3. Somit kommen wir zum dritten und letzten Aspekt dieser Reise durch die Welt der klassischen Anlageformen: zum Immobilienmarkt. Dessen Entwicklung und Überkapitalisierung lässt selbst den Economist erblassen, wenn es dort heißt: »In den letzten drei Jahren hat sich der Gesamtwert von Wohneigentum in den entwickelten Ländern der westlichen Welt um schätzungsweise 20 bis 60 Trillionen Dollar (eine Zahl mit 18 Nullen) erhöht. Unterstellen wir, dass sich dieses Wachstum teilweise durch die Abwertung des Dollars erklären lässt, so hat sich das Wachstum dieser Werte in diesem Zeitraum dennoch verglichen mit dem schon extremen Wachstum von knapp 10 Trillionen in den drei Jahren bis 1999 knapp verdoppelt. Ist das die größte Finanzspekulationsblase der Geschichte?« (Economist, 9. Dezember 2004) Die etwas ausweichende, aber doch deutliche Antwort, die der Economist selbst gibt, lautet: »Niemals zuvor erlebten so viele Länder gleichzeitig einen Immobilienboom, angetrieben von niedrigen Leitzinsraten. Wie auch immer, in seinem letzten World Economic Outlook warnte der Weltwährungsfonds, dass wegen des globalen Anstiegs der Abstieg auch global sein wird - mit entsprechenden Konsequenzen für die Weltwirtschaft.« (Ebd.) Ist es vor diesem Hintergrund eine beruhigende Nachricht, wenn der Economist im März das erste Mal seit acht Jahren eine Verlangsamung des Anstiegs der Immobilienpreise vermeldet? (The Economist, 3. März 2005) Oder beginnt die Immobilienblase langsam zu platzen, wozu Berichte über die finanzielle Schieflage der beiden mit Abstand größten Hypothekenfinanzierer der USA - auf die auch US-Notenbankchef Greenspan bereits aufmerksam geworden ist - passen würden? (The Economist, 18. Februar 2005, 8. März 2005)

Wie das Kapital überflüssig wird

Die Frage, die sich nach diesen Ausführungen aufdrängt, ist klar: warum und wie ist es zu dieser allgemeinen Überkapitalisierung der Finanzmärkte gekommen? An der keineswegs einfachen Antwort haben sich in den letzten Jahren eine Reihe von Interpreten versucht - man denke z.B. an Altvater/Mahnkopf, Hans-Georg Conert oder in den USA Robert Brenner - und jeder, der es genau wissen will, sei hiermit auf die betreffenden Bücher verwiesen. Im Folgenden deshalb nur die Andeutung einiger in der Debatte häufig genannter Faktoren.
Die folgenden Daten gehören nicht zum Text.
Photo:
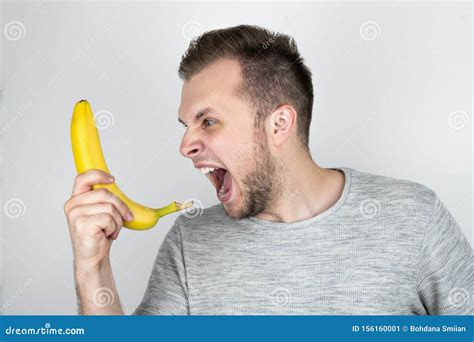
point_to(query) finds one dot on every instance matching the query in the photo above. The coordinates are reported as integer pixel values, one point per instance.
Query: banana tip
(186, 205)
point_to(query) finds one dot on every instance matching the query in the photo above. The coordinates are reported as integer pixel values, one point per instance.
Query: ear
(282, 123)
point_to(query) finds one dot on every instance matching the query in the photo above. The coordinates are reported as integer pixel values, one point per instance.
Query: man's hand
(95, 218)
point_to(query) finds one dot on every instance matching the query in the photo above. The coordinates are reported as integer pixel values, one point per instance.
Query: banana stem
(173, 207)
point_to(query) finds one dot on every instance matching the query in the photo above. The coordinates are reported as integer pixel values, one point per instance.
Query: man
(288, 236)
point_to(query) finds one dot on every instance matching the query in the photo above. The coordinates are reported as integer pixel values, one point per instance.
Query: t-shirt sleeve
(167, 292)
(445, 281)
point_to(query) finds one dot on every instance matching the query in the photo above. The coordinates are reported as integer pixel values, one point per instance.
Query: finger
(100, 196)
(94, 209)
(114, 236)
(85, 180)
(105, 222)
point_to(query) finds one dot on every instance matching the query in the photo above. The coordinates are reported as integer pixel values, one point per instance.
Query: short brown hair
(273, 72)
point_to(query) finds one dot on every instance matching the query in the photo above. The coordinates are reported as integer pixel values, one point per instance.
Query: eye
(207, 121)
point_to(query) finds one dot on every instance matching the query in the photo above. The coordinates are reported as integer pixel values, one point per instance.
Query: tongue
(227, 181)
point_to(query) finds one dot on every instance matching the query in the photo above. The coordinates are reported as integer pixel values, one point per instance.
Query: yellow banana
(88, 155)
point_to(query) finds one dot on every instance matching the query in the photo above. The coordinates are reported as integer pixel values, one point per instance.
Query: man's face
(225, 138)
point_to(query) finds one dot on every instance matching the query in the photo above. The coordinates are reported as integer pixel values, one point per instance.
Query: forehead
(214, 86)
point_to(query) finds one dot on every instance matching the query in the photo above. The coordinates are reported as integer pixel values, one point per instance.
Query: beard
(260, 186)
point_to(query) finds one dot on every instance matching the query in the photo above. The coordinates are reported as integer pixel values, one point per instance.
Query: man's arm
(167, 290)
(445, 282)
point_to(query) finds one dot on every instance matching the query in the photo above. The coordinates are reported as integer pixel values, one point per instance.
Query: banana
(88, 155)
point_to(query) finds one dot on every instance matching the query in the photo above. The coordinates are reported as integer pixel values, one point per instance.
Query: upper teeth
(205, 170)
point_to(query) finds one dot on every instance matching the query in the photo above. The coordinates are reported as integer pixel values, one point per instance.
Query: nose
(190, 147)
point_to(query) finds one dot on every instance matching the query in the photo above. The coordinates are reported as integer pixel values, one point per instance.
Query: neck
(303, 190)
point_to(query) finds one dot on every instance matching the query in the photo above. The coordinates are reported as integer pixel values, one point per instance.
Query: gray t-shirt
(386, 247)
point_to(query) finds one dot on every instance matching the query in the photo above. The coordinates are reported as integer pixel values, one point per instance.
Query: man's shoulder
(389, 188)
(198, 216)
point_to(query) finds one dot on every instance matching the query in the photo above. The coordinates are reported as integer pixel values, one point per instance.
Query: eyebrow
(199, 114)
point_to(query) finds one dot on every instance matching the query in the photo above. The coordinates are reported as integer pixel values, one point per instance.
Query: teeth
(205, 170)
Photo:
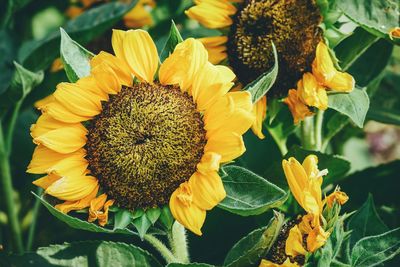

Erster Aspekt, und in seiner Bedeutung kaum zu überschätzen: Kapitalinvestitionen in die sog. Realwirtschaft lohnen sich immer weniger, so dass diese umgekehrt selbst immer mehr zu einem wichtigen Produzenten überschüssigen Kapitals wird. Ein wichtiges Indiz für diese Behauptung ist, dass aktuell viele Unternehmen, statt ihre Gewinne zu reinvestieren, diese nutzen bzw. sogar Kredite aufnehmen, um entweder durch Aktienrückkäufe den eigenen Börsenkurs hochzuhalten und damit Übernahmen, also fortschreitende Zentralisationsprozesse zu verhindern, oder aber um dieses Kapital direkt an die Anleger auszuschütten. (The Economist, 29. Mai 2005) Aber auch die Tendenz vieler ehemaliger Industrieunternehmen, parallel zu ihrem Stammgeschäft als Akteure auf die Finanzmärkte auszuweichen, um dort selbst als Bankier, Risikokapitalinvestor, Aktionär, Immobilienaufkäufer oder Spekulant aufzutreten, ist ein Beleg hierfür. Wie weit dieser Prozess der Finanzkapitalisierung der Realwirtschaft inzwischen fortgeschritten ist, verdeutlicht die folgende Passage aus der Financial Times Deutschland: »Man muss kein ausgefuchster Volkswirt sein, um zu erkennen, dass wir es mit einem Missverhältnis zwischen Finanz- und Realwirtschaft zu tun haben. Alan Abelson hat im US-Anlegermagazin Barron's sein Unbehagen über dieses Missverhältnis ausgedrückt und sich dabei auf folgende US-Statistiken bezogen: Danach fallen vom Gesamtgewinn, den die Unternehmen in den USA erzielen, mittlerweile knapp 50 Prozent im Finanzsektor an. In den 50er und 60er Jahren des vorigen Jahrhunderts waren es noch zwischen 10 und 20 Prozent.« (FTD, 28. Dezember 2004)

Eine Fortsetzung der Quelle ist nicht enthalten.